No livro “31 Anos de Micareta”, publicado em 1967 pelo jornalista Helder Alencar com capa de Juracy Dórea e republicado em 2011 pela Fundação Senhor dos Passos, o editor lembra que muito antes da Micareta, a cidade comemorava as festas de Momo com a denominação de “Entrudo”. Vale a pena ler de novo o consagrado historiador feirense (Adilson Simas):

O ENTRUDO

São antigas, muito antigas mesmo, as festas de Momo na Feira de Santana. Elas datam de quando o carnaval ainda era a festa bárbara, denominada de Entrudo, festa que precedeu, no Brasil, como em Portugal, aos grandes festejos carnavalescos. 

Diz Luiz da Câmara Cascudo, inegavelmente o maior folclorista brasileiro, no seu “Dicionário do Folclore Brasileiro”, que o “entrudo brutal e alegre viveu até meados do Século XIX”. 
Assinala, ainda, Cascudo, que “pelo norte, centro e sul do Brasil o movimento era geral. Água, farinha do reino, gomas ensopavam os transeuntes - águas molhando famílias inteiras em plena batalha”. 

O velho jornal “O Comercial”, que por muitos anos se editou na cidade de Feira de Santana, condenava, em 1871, o entrudo feirense, com a seguinte nota: 
“O divertimento do entrudo passou nesta vila sem lamentar-se desgraça alguma, graças ao desuso e que vai caindo esse péssimo brinquedo”. 
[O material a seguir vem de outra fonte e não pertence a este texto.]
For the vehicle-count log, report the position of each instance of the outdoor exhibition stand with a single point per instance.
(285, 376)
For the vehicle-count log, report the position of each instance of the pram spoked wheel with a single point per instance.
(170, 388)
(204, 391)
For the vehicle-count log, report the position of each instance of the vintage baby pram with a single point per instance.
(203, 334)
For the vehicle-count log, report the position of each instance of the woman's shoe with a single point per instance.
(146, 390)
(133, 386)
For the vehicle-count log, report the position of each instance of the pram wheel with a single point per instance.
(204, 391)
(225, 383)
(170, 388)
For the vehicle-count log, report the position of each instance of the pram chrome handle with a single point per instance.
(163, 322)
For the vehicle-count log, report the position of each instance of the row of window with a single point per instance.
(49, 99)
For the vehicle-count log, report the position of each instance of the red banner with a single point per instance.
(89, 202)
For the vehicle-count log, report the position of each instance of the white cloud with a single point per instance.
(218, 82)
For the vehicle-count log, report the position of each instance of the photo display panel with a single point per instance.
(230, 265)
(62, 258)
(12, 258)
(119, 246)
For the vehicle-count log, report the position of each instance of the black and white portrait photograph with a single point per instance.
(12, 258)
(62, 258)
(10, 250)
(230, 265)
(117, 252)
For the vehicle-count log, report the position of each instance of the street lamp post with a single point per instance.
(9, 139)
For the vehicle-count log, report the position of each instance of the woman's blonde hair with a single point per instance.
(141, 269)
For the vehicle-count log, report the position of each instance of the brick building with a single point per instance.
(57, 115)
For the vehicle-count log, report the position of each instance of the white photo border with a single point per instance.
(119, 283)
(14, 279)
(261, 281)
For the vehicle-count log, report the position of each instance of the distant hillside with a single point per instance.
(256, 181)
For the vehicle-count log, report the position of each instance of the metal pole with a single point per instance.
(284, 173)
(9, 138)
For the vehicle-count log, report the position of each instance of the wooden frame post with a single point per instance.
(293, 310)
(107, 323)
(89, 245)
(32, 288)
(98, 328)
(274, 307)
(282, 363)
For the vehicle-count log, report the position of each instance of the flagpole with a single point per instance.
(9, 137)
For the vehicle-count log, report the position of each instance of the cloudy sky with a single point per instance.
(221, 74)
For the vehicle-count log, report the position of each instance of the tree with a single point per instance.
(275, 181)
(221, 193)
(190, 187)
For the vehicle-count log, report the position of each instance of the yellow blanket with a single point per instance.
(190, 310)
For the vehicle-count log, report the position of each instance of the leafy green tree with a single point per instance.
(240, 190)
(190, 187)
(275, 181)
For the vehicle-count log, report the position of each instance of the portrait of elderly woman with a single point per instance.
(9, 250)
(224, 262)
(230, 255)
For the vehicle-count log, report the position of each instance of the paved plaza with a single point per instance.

O entrudo permaneceu, entretanto, até 1891, ano em que os jornais locais dão conta das primeiras manifestações carnavalescas. 

Em 1877 --  durante o entrudo feirense -  no baile das máscaras do Hotel Globo, o moço Francisco Xavier de Macedo recebeu uma estocada e, no local denominado Minadouro desancaram a pauladas a Martin Levino Diego. 

Como pode se notar a fama do Minadouro data de longos anos. 

O entrudo era, assim, uma festa bárbara, violenta e absurda, precursora do carnaval. 

Na Feira de Santana houve muitos entrudos, até que surgisse o carnaval que durou alguns anos, quando então apareceu esta festa magnífica e grandiosa que é a Micareta.